Lake County Commissioner Gerry Scheub, D-Crown Point, and state Rep. Rick Niemeyer, R-Lowell, gave their 2 cents' worth recently to James A. Earl II, project manager for the Indiana Department of Transportation.
"I can't see any benefit to Indiana," Niemeyer said.
We sure can.
This expressway isn't so much about providing a high-speed route for residents of southern Lake County, although it would offer that, as much as it is a way to siphon truck traffic off U.S. 30 and the Borman Expressway.
The Illiana Expressway would provide significant traffic congestion relief on U.S. 30 and the Borman Expressway. Don't forget that additional lanes can't be added to the Borman, and widening U.S. 30 is problematic because of the number of businesses along this busy commercial corridor.
And don't forget the jobs involved not just in building and operating the highway, but also in providing services to truckers and others who would use it.
Scheub complained about road closures in south Lake County. "Your proposal will endanger the safety of the citizens, police, fire, ambulance, highway department and school buses and put a tremendous burden on remaining north-south roads," Scheub said.
Earl asked county officials to help design a better highway. Rather than oppose it outright, Scheub, Niemeyer, Tri-Creek Republicans and others should take up Earl's offer.

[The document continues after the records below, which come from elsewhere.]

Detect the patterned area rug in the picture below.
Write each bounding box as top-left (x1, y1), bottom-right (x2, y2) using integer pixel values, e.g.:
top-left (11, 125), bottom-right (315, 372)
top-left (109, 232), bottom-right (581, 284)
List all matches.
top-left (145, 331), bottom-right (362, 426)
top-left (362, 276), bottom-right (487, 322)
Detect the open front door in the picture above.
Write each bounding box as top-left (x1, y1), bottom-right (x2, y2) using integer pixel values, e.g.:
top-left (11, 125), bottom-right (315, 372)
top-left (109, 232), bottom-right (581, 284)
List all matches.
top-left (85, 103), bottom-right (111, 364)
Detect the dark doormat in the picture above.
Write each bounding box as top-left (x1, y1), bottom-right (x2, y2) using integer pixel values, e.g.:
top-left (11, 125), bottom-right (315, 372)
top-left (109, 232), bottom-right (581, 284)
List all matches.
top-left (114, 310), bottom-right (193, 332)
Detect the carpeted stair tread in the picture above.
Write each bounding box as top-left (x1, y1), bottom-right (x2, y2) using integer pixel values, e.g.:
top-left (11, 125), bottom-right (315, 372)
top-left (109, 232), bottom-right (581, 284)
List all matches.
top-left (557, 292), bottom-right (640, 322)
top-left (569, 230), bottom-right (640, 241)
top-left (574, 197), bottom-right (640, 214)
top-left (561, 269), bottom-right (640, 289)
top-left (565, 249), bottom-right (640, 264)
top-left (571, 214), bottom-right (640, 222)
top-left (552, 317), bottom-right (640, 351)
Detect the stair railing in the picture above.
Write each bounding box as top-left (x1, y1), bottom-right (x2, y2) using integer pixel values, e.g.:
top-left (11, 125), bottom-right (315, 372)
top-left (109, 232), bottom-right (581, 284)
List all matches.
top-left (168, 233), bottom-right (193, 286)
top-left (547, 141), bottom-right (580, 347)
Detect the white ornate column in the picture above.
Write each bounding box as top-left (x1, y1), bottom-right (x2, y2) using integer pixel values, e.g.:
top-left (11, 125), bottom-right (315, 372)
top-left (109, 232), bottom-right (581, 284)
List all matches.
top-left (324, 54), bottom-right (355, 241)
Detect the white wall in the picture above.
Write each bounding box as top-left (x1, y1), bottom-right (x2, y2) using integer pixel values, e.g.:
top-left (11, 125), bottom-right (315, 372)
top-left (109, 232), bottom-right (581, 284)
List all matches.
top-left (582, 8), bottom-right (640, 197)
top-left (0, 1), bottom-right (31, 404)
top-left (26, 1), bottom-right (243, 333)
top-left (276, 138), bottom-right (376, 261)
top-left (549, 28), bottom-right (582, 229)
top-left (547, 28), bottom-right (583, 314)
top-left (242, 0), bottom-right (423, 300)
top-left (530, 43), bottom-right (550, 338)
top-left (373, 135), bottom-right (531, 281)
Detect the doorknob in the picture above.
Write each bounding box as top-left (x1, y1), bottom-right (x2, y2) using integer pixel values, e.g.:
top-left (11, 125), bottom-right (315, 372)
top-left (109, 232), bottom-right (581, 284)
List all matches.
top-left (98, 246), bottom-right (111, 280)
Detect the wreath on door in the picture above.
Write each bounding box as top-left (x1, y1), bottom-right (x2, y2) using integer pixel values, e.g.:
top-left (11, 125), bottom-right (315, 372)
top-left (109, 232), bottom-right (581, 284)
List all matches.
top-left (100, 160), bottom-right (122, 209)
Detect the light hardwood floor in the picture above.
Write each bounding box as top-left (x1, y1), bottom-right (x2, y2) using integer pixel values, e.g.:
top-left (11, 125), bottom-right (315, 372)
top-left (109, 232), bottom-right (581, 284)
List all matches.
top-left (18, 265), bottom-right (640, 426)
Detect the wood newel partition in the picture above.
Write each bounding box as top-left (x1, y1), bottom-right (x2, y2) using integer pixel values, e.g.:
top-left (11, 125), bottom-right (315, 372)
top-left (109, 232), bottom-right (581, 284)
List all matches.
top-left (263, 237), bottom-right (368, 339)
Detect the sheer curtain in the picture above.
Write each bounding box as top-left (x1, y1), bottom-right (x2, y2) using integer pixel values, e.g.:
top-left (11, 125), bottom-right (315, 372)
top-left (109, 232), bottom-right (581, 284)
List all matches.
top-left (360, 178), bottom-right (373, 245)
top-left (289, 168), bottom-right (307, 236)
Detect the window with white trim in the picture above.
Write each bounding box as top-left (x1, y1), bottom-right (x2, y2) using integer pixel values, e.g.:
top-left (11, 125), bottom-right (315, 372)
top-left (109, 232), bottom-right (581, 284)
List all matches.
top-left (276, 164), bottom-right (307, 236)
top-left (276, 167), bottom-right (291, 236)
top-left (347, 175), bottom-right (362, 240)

The 60-mile highway would run from Interstate 65, just south of 153rd Avenue, west between Lowell and Cedar Lake, merging with Interstate 55 in Illinois. The corridor is now 2,000 feet wide but will be narrowed to 400 feet this fall.
The expressway planners would do well to consider not just traffic flow on the expressway, but also on roads under and around it. Look at which roads would be cut off, what that would mean to the residents and businesses in the area, and how emergency services would be affected.
Make no mistake; this road must be built. it is needed for congestion relief and jobs.
But design decisions should be influenced by local input. Planning well means designing the road in a way that invalidates many of the opposing arguments.